2021- МИЛОШ Чеслав -Перевёл с польского Владимир ШТОКМАН

Чеслав МИЛОШ

(1911 – 2004)

Перевел с польского Владимир ШТОКМАН

АRS POETICA?

Я всегда тосковал по форме более емкой,
что была бы ни слишком поэзией, ни слишком прозой
и позволила бы общаться, не обрекая никого, 
ни автора, ни читателя, на страдания высшего толка.

В самой сути поэзии есть непристойное что–то:
возникает из нас нечто, о чем мы не знали, что в нас оно есть,
а мы таращим глаза, словно из нас выпрыгнул тигр
и стоит в круге света, похлестывая себя хвостом по бокам.

Поэтому правильно говорится, что стихи нам диктует демоний,
хоть наивно считается, что это, конечно же, ангел.
Трудно понять, откуда берется вся эта гордость поэтов, 
если стыдно бывает им оттого, что заметна их слабость.

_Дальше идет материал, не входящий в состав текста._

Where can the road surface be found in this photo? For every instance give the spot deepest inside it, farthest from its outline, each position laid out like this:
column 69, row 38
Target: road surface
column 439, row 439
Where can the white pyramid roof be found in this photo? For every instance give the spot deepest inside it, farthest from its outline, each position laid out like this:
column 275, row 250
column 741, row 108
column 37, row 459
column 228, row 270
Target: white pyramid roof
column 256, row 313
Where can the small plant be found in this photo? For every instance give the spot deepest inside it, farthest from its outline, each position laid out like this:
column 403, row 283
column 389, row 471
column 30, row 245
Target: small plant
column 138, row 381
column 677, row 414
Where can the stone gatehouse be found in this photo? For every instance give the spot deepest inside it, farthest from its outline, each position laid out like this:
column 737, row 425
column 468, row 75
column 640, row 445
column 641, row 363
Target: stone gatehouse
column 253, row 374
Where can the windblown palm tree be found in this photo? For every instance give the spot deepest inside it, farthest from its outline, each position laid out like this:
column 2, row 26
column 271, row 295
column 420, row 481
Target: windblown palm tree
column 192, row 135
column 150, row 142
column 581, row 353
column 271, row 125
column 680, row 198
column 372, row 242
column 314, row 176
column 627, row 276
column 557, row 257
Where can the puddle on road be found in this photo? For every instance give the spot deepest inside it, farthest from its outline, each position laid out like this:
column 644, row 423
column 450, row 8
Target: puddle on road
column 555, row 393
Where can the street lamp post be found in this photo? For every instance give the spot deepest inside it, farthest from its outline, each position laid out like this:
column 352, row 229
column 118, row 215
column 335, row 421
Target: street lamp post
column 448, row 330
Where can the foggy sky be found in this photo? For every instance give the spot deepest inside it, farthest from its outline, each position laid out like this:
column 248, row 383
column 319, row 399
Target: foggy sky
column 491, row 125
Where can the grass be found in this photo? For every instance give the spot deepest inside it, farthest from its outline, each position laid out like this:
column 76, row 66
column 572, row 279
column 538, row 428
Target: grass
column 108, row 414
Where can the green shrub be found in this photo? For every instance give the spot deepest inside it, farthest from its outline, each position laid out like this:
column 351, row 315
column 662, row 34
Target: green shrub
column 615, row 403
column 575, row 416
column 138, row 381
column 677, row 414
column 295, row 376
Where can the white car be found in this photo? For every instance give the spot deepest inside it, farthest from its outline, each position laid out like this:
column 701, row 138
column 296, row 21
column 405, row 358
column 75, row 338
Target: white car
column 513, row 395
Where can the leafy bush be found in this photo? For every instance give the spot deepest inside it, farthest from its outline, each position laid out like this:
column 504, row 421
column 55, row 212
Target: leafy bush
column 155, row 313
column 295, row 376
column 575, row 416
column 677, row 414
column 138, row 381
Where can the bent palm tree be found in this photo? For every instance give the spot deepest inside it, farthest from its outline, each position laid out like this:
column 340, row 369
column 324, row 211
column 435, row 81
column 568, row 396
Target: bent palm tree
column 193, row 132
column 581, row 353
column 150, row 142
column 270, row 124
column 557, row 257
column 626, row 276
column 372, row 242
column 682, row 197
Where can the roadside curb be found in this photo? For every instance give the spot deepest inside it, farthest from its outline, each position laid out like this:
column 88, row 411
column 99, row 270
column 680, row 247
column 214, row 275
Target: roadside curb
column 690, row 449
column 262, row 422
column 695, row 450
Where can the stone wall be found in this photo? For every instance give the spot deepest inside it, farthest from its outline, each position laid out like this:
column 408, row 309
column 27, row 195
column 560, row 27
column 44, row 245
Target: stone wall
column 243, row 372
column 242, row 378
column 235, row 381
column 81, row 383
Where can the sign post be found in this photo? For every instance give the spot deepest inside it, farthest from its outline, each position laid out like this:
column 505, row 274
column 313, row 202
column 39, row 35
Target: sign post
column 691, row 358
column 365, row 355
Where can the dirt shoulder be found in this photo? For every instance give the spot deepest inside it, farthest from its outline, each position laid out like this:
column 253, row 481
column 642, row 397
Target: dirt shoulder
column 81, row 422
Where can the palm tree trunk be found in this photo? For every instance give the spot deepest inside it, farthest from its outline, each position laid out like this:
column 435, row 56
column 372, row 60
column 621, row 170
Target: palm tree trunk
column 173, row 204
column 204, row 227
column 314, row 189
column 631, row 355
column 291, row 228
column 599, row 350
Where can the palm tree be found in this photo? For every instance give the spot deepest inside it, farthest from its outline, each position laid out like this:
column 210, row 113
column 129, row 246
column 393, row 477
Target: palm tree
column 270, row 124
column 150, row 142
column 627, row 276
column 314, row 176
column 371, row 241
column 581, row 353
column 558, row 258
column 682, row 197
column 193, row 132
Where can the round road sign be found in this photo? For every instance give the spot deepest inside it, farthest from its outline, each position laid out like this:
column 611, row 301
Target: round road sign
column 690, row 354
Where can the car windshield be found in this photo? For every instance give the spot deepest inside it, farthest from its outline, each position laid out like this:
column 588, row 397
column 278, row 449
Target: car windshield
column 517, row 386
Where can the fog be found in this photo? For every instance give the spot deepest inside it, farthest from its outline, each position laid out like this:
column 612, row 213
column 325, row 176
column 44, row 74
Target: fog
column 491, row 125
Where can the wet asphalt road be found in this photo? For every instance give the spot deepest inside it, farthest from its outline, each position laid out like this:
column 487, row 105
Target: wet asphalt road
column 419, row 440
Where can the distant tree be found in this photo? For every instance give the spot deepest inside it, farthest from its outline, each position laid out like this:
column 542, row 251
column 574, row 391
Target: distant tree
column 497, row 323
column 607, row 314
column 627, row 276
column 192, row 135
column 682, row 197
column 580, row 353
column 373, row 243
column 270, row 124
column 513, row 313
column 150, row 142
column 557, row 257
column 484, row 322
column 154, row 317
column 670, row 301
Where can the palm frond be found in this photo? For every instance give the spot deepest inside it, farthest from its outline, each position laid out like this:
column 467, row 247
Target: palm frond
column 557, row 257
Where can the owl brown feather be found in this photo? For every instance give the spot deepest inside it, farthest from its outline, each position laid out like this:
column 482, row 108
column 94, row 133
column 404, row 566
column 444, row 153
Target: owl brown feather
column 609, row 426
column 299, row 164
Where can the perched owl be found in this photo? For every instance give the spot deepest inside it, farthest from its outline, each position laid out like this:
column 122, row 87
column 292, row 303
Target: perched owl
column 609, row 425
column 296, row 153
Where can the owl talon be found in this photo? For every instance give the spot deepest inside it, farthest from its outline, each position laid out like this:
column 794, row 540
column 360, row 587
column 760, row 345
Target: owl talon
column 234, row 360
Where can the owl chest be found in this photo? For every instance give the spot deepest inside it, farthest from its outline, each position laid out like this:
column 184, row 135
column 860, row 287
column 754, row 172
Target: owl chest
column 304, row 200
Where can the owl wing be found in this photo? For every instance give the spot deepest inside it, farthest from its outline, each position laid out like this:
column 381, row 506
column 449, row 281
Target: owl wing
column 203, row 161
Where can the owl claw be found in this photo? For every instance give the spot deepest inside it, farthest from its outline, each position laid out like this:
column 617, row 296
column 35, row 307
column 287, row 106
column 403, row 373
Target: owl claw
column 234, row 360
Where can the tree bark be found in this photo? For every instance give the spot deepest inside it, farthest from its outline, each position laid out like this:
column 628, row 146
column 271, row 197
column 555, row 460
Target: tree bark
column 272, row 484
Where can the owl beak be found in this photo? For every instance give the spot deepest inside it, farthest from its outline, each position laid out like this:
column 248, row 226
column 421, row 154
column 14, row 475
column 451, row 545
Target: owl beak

Какой же разумный хотел бы стать прибежищем духов,
что живут в нем, как в собственном доме, вещая на разных наречиях,
и, как будто им мало было украсть его голос и руку, 
они для собственного удобства пытаются даже влиять на его судьбу?

Поскольку нынче в цене то, что носит приметы болезни, 
кто–то может подумать, что я просто шучу,
или, что я открыл еще один способ
прославлять Искусство посредством иронии.

Было время, когда читались лишь мудрые книги
те, что помогают сносить боль и несчастье.
Но ведь это не то же самое, что заглядывать в тысячи 
текстов родом прямо из психиатрической клиники.

А ведь мир совсем не такой, как нам кажется,
и мы совсем не такие, как в собственных бреднях.
Потому–то все люди хранят молчаливую благопристойность,
добиваясь этим уважения родственников и соседей.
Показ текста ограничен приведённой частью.